A narrativa do filme, por vezes, parece um tanto entrecortada, com uma certa aceleração na trajetória de Paul em busca da confiança dos Fremen. Porém, a trajetória dos personagens como um todo consegue ser passada de forma orgânica, mesmo que, por vezes, um tanto maçante.
Ainda falando sobre roteiro, alguns subplots do filme parecem um tanto deslocadas, deixando pontas soltas que não são resolvidas e que parecem ganchos para sequências.
É o caso da grande revelação sobre a origem de Lady Jessica e também da missão de Lady Margot (Léa Seydoux) com Feyd-Rautha. Quem sabe com "Dune Messiah", terceiro filme da trilogia planejada por Denis Villeneuve, a gente entenda melhor de onde vieram e para onde vão essas histórias.

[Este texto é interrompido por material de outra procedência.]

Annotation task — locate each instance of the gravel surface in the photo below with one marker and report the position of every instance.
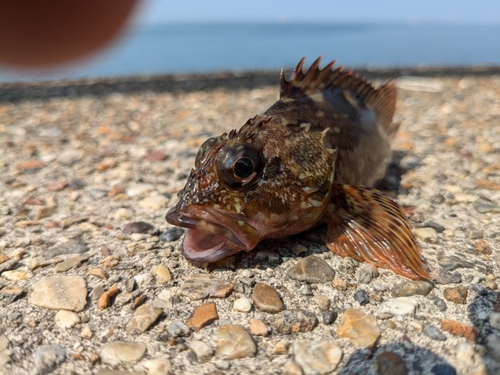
(92, 280)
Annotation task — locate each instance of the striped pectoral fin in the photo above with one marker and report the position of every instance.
(367, 225)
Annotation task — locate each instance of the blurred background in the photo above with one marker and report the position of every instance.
(155, 37)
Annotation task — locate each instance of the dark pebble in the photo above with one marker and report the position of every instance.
(434, 333)
(138, 227)
(439, 303)
(390, 363)
(67, 248)
(361, 296)
(329, 317)
(172, 234)
(438, 228)
(443, 369)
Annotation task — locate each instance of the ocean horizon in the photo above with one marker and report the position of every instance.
(215, 47)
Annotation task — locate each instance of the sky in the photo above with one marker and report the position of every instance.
(485, 12)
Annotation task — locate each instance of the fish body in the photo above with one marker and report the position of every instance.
(311, 158)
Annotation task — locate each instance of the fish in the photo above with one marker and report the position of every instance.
(312, 158)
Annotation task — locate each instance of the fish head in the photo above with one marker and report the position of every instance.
(259, 182)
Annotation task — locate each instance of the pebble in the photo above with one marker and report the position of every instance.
(243, 305)
(312, 269)
(493, 346)
(361, 328)
(456, 294)
(434, 333)
(322, 302)
(60, 293)
(158, 366)
(452, 262)
(366, 273)
(410, 288)
(495, 320)
(67, 319)
(144, 317)
(426, 234)
(138, 227)
(294, 321)
(47, 359)
(122, 352)
(390, 363)
(361, 296)
(201, 351)
(317, 357)
(172, 234)
(233, 341)
(201, 286)
(154, 202)
(400, 306)
(329, 317)
(202, 316)
(460, 329)
(266, 298)
(161, 274)
(258, 327)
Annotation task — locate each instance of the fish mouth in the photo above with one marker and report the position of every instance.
(212, 234)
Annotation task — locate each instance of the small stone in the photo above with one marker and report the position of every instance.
(434, 333)
(122, 352)
(312, 269)
(361, 296)
(280, 348)
(266, 298)
(339, 284)
(410, 288)
(10, 294)
(178, 329)
(172, 234)
(138, 227)
(390, 363)
(201, 351)
(106, 299)
(493, 346)
(202, 316)
(201, 286)
(67, 319)
(456, 294)
(144, 317)
(316, 357)
(426, 234)
(495, 320)
(47, 359)
(294, 321)
(154, 202)
(322, 302)
(86, 333)
(258, 328)
(161, 274)
(460, 329)
(361, 328)
(60, 293)
(329, 317)
(233, 341)
(366, 273)
(158, 366)
(243, 305)
(452, 262)
(400, 306)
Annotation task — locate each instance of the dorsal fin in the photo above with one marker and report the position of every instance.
(381, 101)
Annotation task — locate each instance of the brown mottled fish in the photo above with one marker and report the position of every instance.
(311, 158)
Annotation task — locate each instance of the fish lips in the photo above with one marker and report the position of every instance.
(212, 234)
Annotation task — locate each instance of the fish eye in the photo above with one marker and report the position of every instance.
(239, 166)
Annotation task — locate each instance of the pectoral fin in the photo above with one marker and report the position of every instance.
(367, 225)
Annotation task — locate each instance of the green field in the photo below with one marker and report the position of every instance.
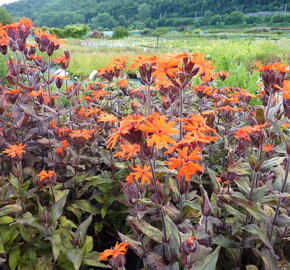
(236, 56)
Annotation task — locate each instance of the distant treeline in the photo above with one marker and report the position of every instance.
(147, 13)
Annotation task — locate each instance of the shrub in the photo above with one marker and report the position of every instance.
(120, 32)
(199, 174)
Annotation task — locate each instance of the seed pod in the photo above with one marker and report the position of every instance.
(205, 203)
(189, 246)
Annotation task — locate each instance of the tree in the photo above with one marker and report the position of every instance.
(120, 32)
(104, 20)
(235, 17)
(5, 17)
(144, 12)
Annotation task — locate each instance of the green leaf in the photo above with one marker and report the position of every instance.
(56, 245)
(98, 180)
(88, 245)
(57, 208)
(224, 242)
(252, 207)
(172, 232)
(14, 181)
(14, 258)
(10, 209)
(75, 256)
(283, 220)
(259, 193)
(260, 233)
(269, 259)
(136, 246)
(66, 222)
(251, 267)
(6, 220)
(150, 231)
(215, 183)
(91, 259)
(85, 206)
(237, 214)
(207, 262)
(2, 249)
(103, 211)
(270, 163)
(173, 186)
(81, 232)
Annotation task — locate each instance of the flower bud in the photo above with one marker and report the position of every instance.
(118, 262)
(189, 246)
(205, 203)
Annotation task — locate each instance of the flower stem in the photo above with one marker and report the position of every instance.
(180, 112)
(280, 199)
(159, 199)
(254, 183)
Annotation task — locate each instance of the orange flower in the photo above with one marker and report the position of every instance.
(82, 133)
(3, 36)
(52, 124)
(99, 94)
(184, 163)
(15, 150)
(286, 89)
(119, 249)
(144, 174)
(242, 134)
(52, 38)
(167, 65)
(283, 68)
(36, 93)
(107, 117)
(245, 132)
(62, 60)
(59, 150)
(128, 151)
(14, 91)
(158, 129)
(43, 175)
(123, 83)
(64, 144)
(196, 125)
(286, 125)
(261, 67)
(131, 122)
(267, 148)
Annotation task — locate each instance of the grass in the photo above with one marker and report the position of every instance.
(226, 54)
(236, 56)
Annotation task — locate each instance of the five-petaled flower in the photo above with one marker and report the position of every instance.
(118, 249)
(185, 163)
(158, 130)
(144, 174)
(15, 150)
(46, 175)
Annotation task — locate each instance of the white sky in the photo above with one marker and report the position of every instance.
(6, 2)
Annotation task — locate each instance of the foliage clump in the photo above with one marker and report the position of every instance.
(185, 174)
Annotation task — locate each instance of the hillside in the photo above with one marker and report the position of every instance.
(125, 12)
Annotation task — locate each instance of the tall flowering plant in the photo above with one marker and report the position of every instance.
(191, 176)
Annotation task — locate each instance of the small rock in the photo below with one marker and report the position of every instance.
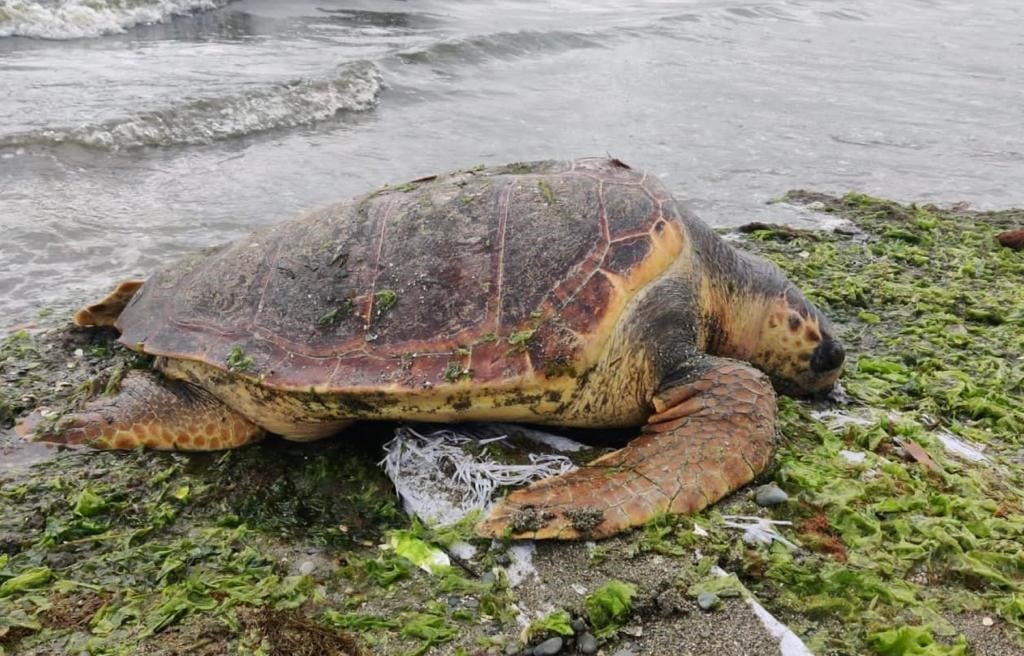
(633, 630)
(770, 494)
(549, 647)
(708, 601)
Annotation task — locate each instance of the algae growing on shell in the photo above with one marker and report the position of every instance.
(899, 539)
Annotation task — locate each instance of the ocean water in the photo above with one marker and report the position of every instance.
(132, 131)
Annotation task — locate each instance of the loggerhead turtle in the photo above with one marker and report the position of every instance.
(558, 293)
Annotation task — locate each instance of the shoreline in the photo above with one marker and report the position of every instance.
(905, 544)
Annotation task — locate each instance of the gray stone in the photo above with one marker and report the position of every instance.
(549, 647)
(770, 494)
(708, 601)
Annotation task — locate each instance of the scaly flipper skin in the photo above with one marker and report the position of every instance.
(708, 438)
(107, 311)
(155, 412)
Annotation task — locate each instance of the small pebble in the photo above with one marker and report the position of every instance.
(770, 494)
(549, 647)
(633, 630)
(708, 601)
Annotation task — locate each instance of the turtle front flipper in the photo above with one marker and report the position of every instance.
(708, 438)
(153, 411)
(107, 311)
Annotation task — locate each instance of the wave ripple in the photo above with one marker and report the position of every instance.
(352, 87)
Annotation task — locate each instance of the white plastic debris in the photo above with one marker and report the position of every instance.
(758, 530)
(958, 446)
(521, 567)
(853, 456)
(788, 643)
(440, 482)
(836, 420)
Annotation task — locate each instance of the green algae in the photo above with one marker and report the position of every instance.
(608, 607)
(555, 623)
(239, 361)
(151, 547)
(930, 308)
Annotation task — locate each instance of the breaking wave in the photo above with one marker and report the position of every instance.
(505, 45)
(352, 87)
(82, 18)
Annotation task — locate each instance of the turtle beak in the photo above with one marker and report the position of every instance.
(828, 356)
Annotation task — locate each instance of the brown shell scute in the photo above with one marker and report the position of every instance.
(399, 287)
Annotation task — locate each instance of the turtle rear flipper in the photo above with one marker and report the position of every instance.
(709, 437)
(152, 411)
(109, 309)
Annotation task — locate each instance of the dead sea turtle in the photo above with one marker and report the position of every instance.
(561, 293)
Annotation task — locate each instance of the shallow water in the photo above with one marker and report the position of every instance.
(134, 131)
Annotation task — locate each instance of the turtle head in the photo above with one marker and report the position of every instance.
(797, 347)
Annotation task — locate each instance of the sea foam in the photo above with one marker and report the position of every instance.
(84, 18)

Soluços da história à parte, assim como o primeiro longa, a "Parte 2" também traz como importante destaque seu elenco. Timothée Chalamet, considerado um ator "pressão baixa" por alguns, consegue convencer bem com as nuances de Paul, enquanto Zendaya, Javier Bardem e Rebecca Fergusson também têm grandes momentos.
Outro destaque é Austin Butler como o Feyd-Rautha, vilão quase cartunescamente cruel, mas que cumpre muito bem seu papel, além de contar com um visual criativo e bem realizado.

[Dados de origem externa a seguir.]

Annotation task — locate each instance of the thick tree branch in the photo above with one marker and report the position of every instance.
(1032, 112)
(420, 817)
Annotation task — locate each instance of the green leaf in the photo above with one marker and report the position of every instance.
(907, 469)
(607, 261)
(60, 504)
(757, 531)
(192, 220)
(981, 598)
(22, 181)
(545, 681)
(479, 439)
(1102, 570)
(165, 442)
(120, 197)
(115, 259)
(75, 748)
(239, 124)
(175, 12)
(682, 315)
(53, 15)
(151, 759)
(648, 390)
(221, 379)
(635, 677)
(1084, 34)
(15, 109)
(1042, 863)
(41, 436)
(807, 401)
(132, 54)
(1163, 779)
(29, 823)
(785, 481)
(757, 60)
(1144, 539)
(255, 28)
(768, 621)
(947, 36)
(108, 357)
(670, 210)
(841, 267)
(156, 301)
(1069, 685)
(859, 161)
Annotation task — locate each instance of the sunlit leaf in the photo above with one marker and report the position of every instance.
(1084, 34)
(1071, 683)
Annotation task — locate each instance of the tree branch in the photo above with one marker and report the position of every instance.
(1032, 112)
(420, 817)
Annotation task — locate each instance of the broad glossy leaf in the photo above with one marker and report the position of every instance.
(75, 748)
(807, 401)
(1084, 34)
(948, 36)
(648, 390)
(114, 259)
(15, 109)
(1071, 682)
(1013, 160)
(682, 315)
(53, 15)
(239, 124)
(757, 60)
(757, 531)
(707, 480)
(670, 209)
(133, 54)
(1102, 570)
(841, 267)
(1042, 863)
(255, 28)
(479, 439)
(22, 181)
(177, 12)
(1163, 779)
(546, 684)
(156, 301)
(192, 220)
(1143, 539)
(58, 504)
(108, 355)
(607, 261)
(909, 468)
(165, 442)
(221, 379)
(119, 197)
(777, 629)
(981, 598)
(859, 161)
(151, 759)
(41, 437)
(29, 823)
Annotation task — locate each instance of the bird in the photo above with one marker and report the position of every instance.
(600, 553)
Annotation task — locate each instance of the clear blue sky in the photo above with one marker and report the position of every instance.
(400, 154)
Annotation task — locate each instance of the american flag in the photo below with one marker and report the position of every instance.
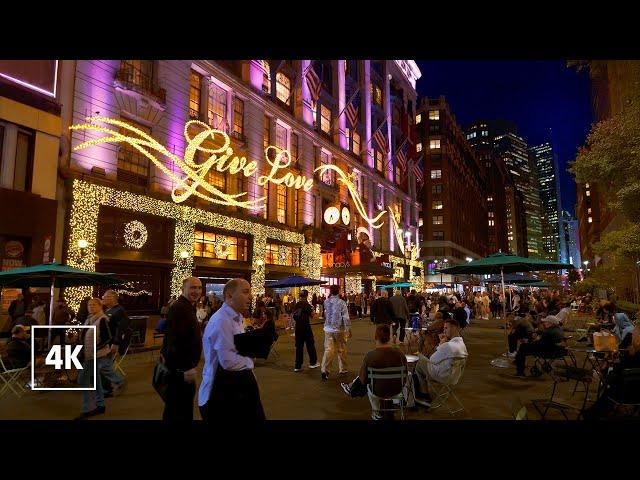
(417, 171)
(314, 84)
(352, 112)
(381, 138)
(402, 156)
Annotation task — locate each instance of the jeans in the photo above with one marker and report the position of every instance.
(85, 380)
(334, 343)
(304, 336)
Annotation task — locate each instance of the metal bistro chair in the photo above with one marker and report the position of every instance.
(396, 402)
(444, 391)
(11, 379)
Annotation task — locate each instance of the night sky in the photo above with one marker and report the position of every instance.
(536, 95)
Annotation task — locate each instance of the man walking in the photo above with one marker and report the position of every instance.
(302, 313)
(229, 390)
(400, 313)
(337, 330)
(181, 351)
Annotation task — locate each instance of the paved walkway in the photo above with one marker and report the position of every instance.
(486, 392)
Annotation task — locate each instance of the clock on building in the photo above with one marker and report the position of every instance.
(331, 215)
(346, 215)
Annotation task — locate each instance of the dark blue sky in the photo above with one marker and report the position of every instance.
(536, 95)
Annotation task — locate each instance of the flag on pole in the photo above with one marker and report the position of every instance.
(314, 84)
(417, 171)
(381, 138)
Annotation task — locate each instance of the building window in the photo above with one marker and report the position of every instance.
(294, 148)
(379, 160)
(238, 118)
(133, 166)
(282, 255)
(217, 108)
(283, 88)
(281, 208)
(195, 88)
(205, 242)
(325, 119)
(266, 133)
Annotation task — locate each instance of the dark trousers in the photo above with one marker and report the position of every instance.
(179, 404)
(305, 336)
(402, 322)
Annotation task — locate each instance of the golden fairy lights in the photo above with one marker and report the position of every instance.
(83, 224)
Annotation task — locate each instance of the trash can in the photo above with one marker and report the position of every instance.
(138, 327)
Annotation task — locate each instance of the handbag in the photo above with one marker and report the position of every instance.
(160, 381)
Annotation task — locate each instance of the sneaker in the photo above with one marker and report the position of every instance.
(346, 389)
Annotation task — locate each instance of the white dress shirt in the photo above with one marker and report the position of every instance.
(219, 347)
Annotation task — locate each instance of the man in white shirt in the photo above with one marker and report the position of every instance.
(229, 390)
(440, 366)
(336, 330)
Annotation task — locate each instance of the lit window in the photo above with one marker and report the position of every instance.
(283, 88)
(325, 119)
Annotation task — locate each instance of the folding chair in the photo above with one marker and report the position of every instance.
(388, 404)
(10, 379)
(444, 391)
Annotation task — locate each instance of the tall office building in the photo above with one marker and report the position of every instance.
(546, 162)
(569, 242)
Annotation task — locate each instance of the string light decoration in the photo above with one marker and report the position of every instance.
(135, 234)
(83, 224)
(221, 246)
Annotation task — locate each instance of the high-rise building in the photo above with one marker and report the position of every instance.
(546, 162)
(514, 153)
(455, 219)
(569, 241)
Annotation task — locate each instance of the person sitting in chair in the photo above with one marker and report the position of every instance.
(383, 356)
(440, 365)
(548, 343)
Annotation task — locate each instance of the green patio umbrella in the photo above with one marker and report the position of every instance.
(505, 263)
(54, 275)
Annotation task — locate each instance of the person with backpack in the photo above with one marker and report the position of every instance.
(302, 313)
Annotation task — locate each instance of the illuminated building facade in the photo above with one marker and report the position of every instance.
(336, 125)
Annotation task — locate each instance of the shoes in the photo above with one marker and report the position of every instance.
(346, 389)
(96, 411)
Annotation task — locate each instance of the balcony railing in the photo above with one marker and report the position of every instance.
(135, 79)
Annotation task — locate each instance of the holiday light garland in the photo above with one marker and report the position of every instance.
(83, 225)
(130, 230)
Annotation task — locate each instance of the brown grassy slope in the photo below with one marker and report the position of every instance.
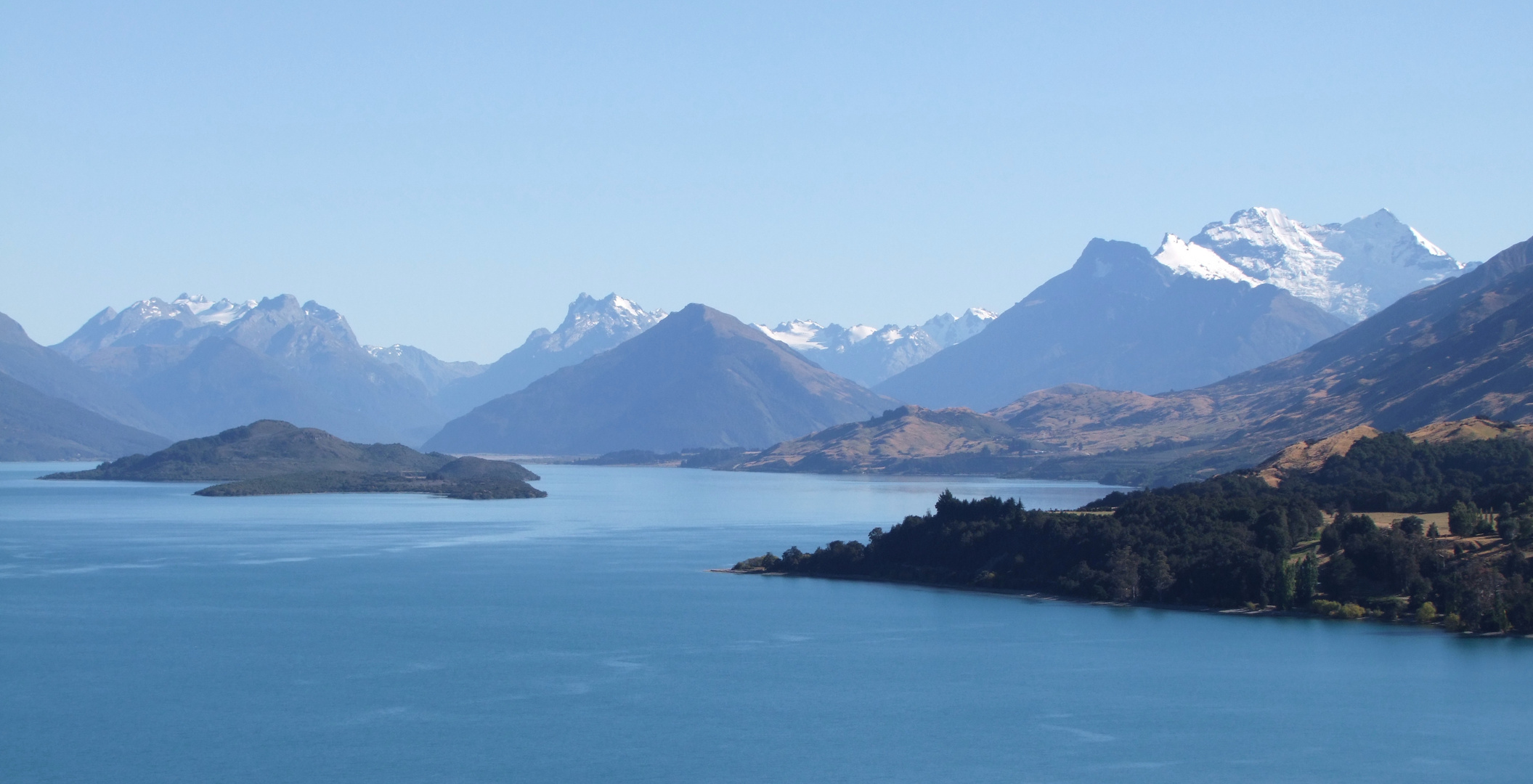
(1451, 351)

Além disso, o apuro visual da fotografia de Greig Fraser continua, com destaque para as cenas que se passam no Sul do planeta Arrakis e no planeta Geide Prime, lar dos Harkonne. As sequências em preto e branco em situadas em uma arena, no aniversário de Feyd Rautha, são um deleite visual a parte.
Acredita ou não?
"Duna: Parte 2" prega para convertidos e dá continuidade de forma coesa e satisfatória à visão de Denis Villeneuve sobre a história. É um filme bem encenado, bem produzido e bem pensado, ainda que, talvez, não seja o grande clássico instantâneo que muitos esperam.

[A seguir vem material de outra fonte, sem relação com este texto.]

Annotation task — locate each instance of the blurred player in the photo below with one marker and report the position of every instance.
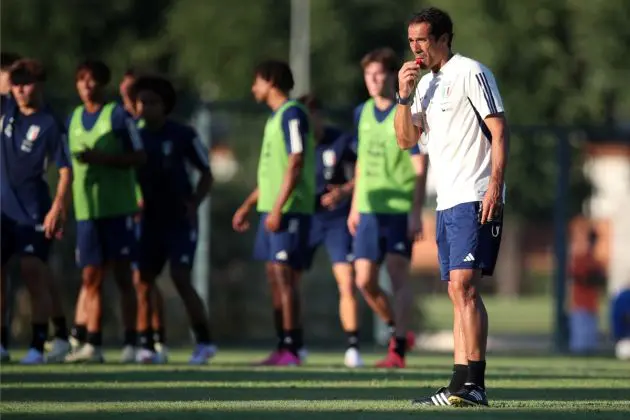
(335, 156)
(157, 302)
(285, 199)
(169, 220)
(385, 218)
(105, 148)
(31, 136)
(457, 109)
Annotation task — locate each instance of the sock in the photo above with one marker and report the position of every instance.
(79, 331)
(40, 333)
(61, 330)
(146, 340)
(353, 339)
(401, 346)
(298, 335)
(202, 334)
(289, 342)
(95, 338)
(277, 322)
(159, 335)
(460, 375)
(477, 373)
(4, 336)
(131, 338)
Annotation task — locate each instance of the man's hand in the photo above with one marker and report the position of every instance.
(54, 220)
(407, 77)
(272, 223)
(353, 221)
(414, 226)
(239, 220)
(491, 206)
(334, 195)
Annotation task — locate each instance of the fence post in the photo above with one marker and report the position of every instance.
(563, 159)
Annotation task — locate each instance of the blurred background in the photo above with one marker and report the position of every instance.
(562, 68)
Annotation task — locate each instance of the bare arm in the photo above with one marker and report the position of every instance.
(407, 133)
(294, 169)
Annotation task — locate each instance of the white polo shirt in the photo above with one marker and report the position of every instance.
(449, 107)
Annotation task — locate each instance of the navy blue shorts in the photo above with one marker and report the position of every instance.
(20, 239)
(159, 242)
(103, 240)
(288, 245)
(381, 234)
(333, 233)
(463, 243)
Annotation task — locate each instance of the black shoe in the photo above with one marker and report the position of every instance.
(470, 395)
(440, 398)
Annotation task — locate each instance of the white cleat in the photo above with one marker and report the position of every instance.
(86, 353)
(128, 354)
(4, 355)
(202, 354)
(145, 356)
(33, 357)
(352, 358)
(161, 353)
(58, 350)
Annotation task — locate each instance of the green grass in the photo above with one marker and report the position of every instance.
(525, 315)
(519, 388)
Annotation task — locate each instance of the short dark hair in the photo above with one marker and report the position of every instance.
(277, 72)
(7, 60)
(439, 20)
(159, 85)
(26, 71)
(311, 102)
(386, 56)
(99, 70)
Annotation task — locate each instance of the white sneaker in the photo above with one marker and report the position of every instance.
(128, 354)
(161, 353)
(86, 353)
(33, 357)
(353, 359)
(58, 350)
(146, 356)
(4, 354)
(202, 354)
(303, 354)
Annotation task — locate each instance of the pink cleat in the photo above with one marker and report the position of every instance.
(272, 359)
(287, 358)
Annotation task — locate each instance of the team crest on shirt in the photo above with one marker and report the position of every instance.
(29, 139)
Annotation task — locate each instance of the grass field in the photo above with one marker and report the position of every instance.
(519, 388)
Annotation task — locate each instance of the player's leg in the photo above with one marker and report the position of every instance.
(473, 253)
(120, 249)
(89, 254)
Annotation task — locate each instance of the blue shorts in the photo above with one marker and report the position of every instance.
(103, 240)
(20, 239)
(381, 234)
(159, 242)
(334, 234)
(288, 245)
(463, 243)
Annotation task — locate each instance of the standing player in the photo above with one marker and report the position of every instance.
(285, 199)
(105, 148)
(458, 110)
(169, 219)
(335, 156)
(31, 136)
(387, 203)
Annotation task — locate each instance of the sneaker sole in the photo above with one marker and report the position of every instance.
(462, 402)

Quem ainda não tem fé no diretor, achou o primeiro um sonífero ou nunca gostou da história não deve encontrar tantos motivos para se empolgar com esse novo longa. Porém, um pouco de paciência e de crença artística podem transportar o espectador para um mundo visualmente e tematicamente rico. Posso não ser o mais fervoroso dos crentes nos dois filmes, mas acreditei o suficiente. E você?